Tala
Content Warning: These stories are about violence, abuse, neglect and exploitation and may include references to suicide or self-harming behaviours. They may contain graphic descriptions and strong language and may be distressing. Some narratives may be about First Nations people who have passed away. If you need support, please see Contact & support.
Tala is in her 50s. She told the Royal Commission that until 2010, she had been ‘condemned’ to live with ‘unrecognised autism’.
‘Autism wasn’t recognised. People like me were named under conditions. They didn't understand our behaviours. I had a learning disability, ADHD [attention deficit hyperactivity disorder], dyslexia … I did things differently to others. We didn't have the proper care and protection … We were put in mental hospitals.’
This was Tala’s experience for 25 years.
‘At school I was non-verbal until I was six. I was scared of the other kids. They were strange to me, and I had no idea …The teacher couldn't get me to talk. I had to go the toilet, but I couldn't tell her … I then wet the floor, and the other kids laughed at me.’
Through high school, Tala ‘wasn’t getting any help’ because she was in ‘normal classes’.
When she left, she was ‘completely lost in the outside world’.
‘It was terrible. It was very traumatic for me.’
She started doing seasonal work on a farm, but was hit by a car and acquired a brain injury.
After that, Tala went with her family to live overseas for a while. Tala became pregnant, but her baby boy died.
‘I got back to Australia and I was a mess. I had undiagnosed autism, and now PTSD [post-traumatic stress disorder] on top of that.’
Within weeks, she was admitted to a mental health facility, ‘really stressed out and repeating [herself] and talking loud’.
A junior doctor diagnosed Tala with 'hypomania' and put her on antipsychotic drugs, even though her mother insisted the behaviour was 'nothing different to normal'.
‘She knew my autism … He didn’t recognise this.’
For two decades, Tala was in and out of ‘psychiatric wards’. During that time, she said, mental health professionals ‘punished’ her for her disability.
‘They would lock you up, medicate you involuntarily.’ Nurses were ‘cruel’ and would ‘attack’ Tala. ‘Shining lights on me and injecting me when they didn't think my behaviour was good enough. I kept getting more and more medication.’ She was ‘sat on and injected, held down by force and hurt’.
Tala said at times staff put her in a ‘cell’ and left for up to 36 hours ‘with no food, no water, urinating in the corner’. The ‘time-out rooms’ were nothing like ‘the sensory rooms with squishy balls and teddies, and blue lights’ used today.
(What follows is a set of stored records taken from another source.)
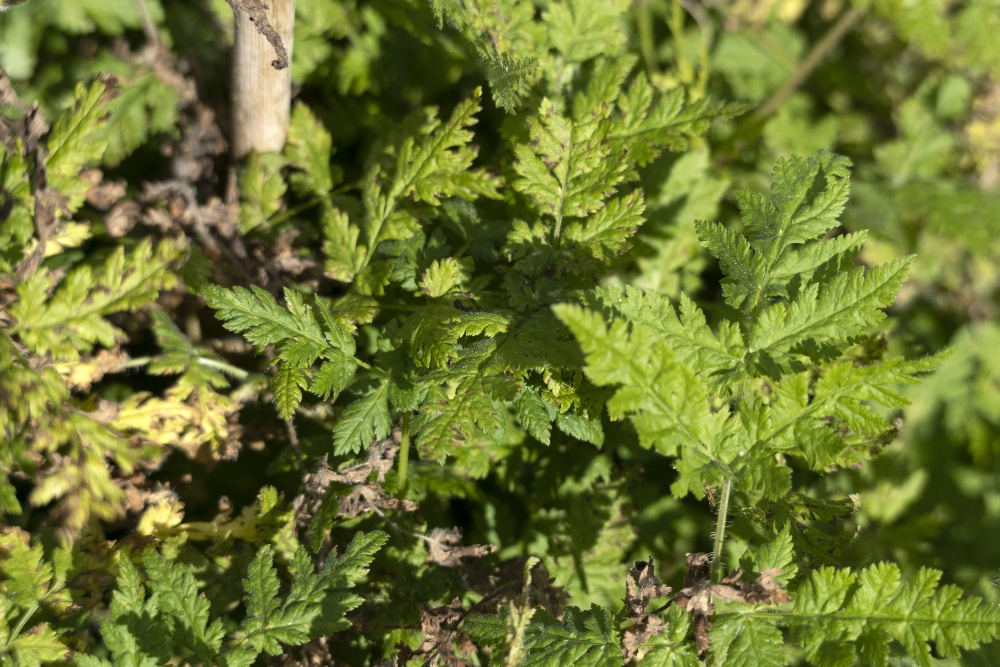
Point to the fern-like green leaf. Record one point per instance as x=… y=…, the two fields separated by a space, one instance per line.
x=583 y=638
x=807 y=196
x=72 y=320
x=509 y=77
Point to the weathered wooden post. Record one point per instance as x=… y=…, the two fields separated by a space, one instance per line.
x=262 y=77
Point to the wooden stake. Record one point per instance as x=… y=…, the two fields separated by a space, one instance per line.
x=261 y=94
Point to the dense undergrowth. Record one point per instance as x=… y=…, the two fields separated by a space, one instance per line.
x=557 y=334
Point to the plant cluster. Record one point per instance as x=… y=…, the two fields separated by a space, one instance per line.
x=486 y=367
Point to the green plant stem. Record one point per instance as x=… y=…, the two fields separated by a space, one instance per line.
x=404 y=454
x=676 y=24
x=720 y=529
x=754 y=124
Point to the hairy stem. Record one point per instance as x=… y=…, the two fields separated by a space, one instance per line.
x=720 y=529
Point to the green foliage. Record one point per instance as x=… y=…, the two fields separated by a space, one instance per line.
x=535 y=336
x=174 y=619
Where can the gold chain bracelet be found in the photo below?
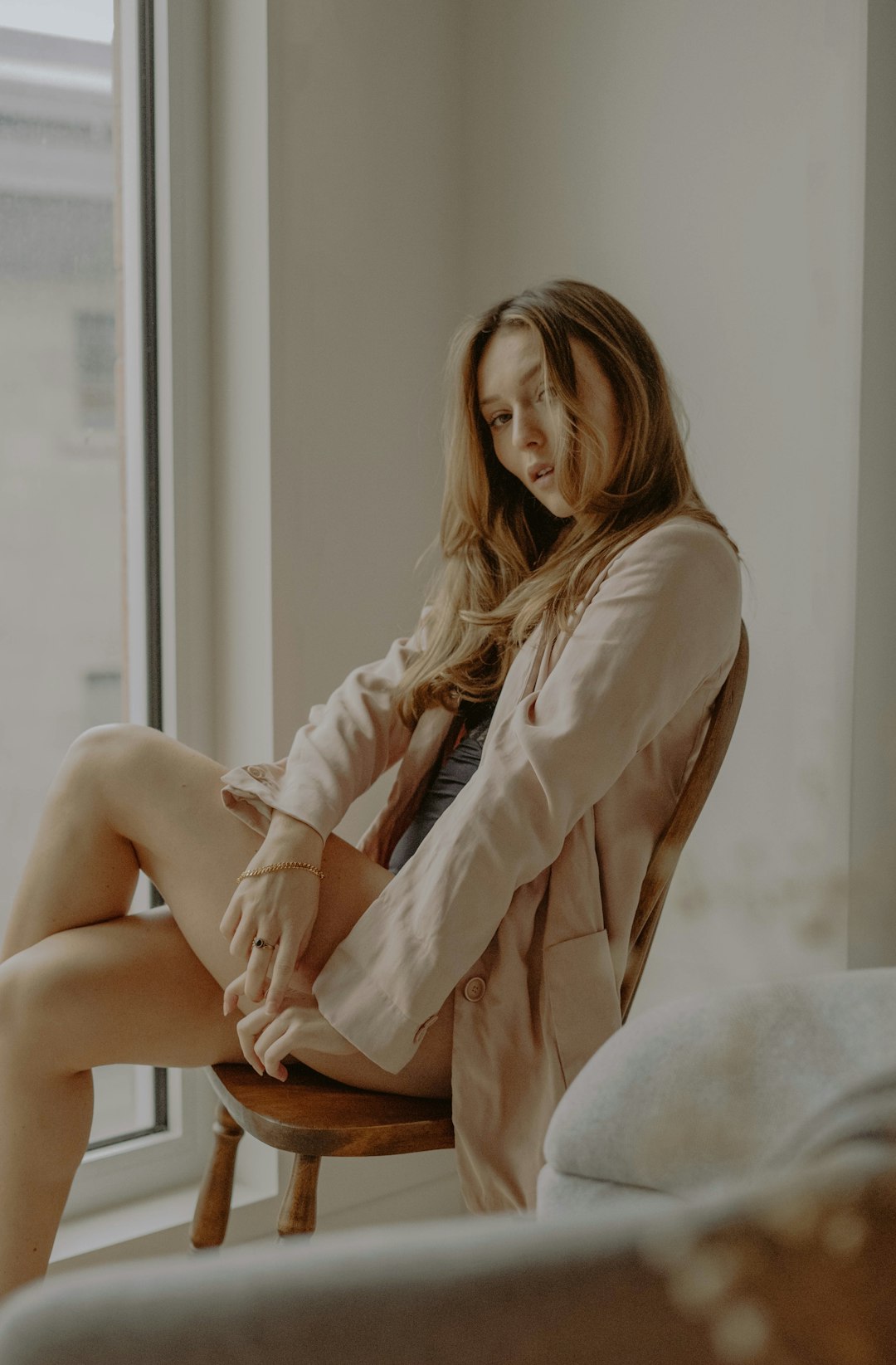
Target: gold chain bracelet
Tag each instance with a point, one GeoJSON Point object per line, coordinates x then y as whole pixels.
{"type": "Point", "coordinates": [280, 867]}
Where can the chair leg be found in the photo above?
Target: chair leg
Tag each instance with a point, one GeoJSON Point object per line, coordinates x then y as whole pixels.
{"type": "Point", "coordinates": [299, 1210]}
{"type": "Point", "coordinates": [213, 1206]}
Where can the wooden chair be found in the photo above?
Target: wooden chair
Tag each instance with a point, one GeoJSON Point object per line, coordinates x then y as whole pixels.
{"type": "Point", "coordinates": [314, 1117]}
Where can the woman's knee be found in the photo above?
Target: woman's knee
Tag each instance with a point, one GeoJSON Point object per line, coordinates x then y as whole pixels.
{"type": "Point", "coordinates": [33, 1003]}
{"type": "Point", "coordinates": [99, 758]}
{"type": "Point", "coordinates": [108, 745]}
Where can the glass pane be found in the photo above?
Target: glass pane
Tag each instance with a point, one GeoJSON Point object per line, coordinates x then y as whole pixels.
{"type": "Point", "coordinates": [61, 586]}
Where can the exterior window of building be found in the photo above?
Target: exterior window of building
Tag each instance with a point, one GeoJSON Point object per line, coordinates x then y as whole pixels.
{"type": "Point", "coordinates": [65, 601]}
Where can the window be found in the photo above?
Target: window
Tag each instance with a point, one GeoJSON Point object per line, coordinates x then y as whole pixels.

‘They were cold, hard rooms made for adult criminals.’
Tala felt she was being detained ‘for no reason’.
‘[With] little lighting, no windows, locked doors, imprisoned, afraid, terrified and trapped. Thinking over and over, “What did I do wrong?”'
The years of ‘inhumanity and degradation’ stole her dignity.
‘I felt like I was worth absolutely nothing, lower than a worm in the earth by the way I was treated. It was extremely and absolutely terrible.’
The drugs took their toll too. They made her ‘brain injury worse’ and ‘masked’ her autism.
‘The drugs were to control our behaviours. They thought it was a mental problem or deliberate bad behaviour, rather than being understood as sensory meltdowns or childlike behaviours.’
Recently, Tala was discharged. Doctors found ‘no evidence of psychotic and mood symptoms' and ended the antipsychotic injections.
She is currently in a rehabilitation centre struggling with the ‘full choice and control of being thrown into the outside world’ after the ‘overcontrolling mental health services’.
Tala has a dream – to create special ‘sensory free areas’ in health centres and hospitals, ‘where it’s quiet and doctors understand people with disability’.
‘We need to learn to live in the outside world, and they need to compromise and live with us.’
Disclaimer: This is the story of a person who shared their personal experience with the Royal Commission into Violence, Abuse, Neglect and Exploitation of People with Disability through a submission or private session. The names in this story are pseudonyms. The person who shared this experience was not a witness and their account is not evidence. They did not take an oath or affirmation before providing the story. Nothing in this story constitutes a finding of the Royal Commission. Any views expressed are those of the person who shared their experience, not of the Royal Commission.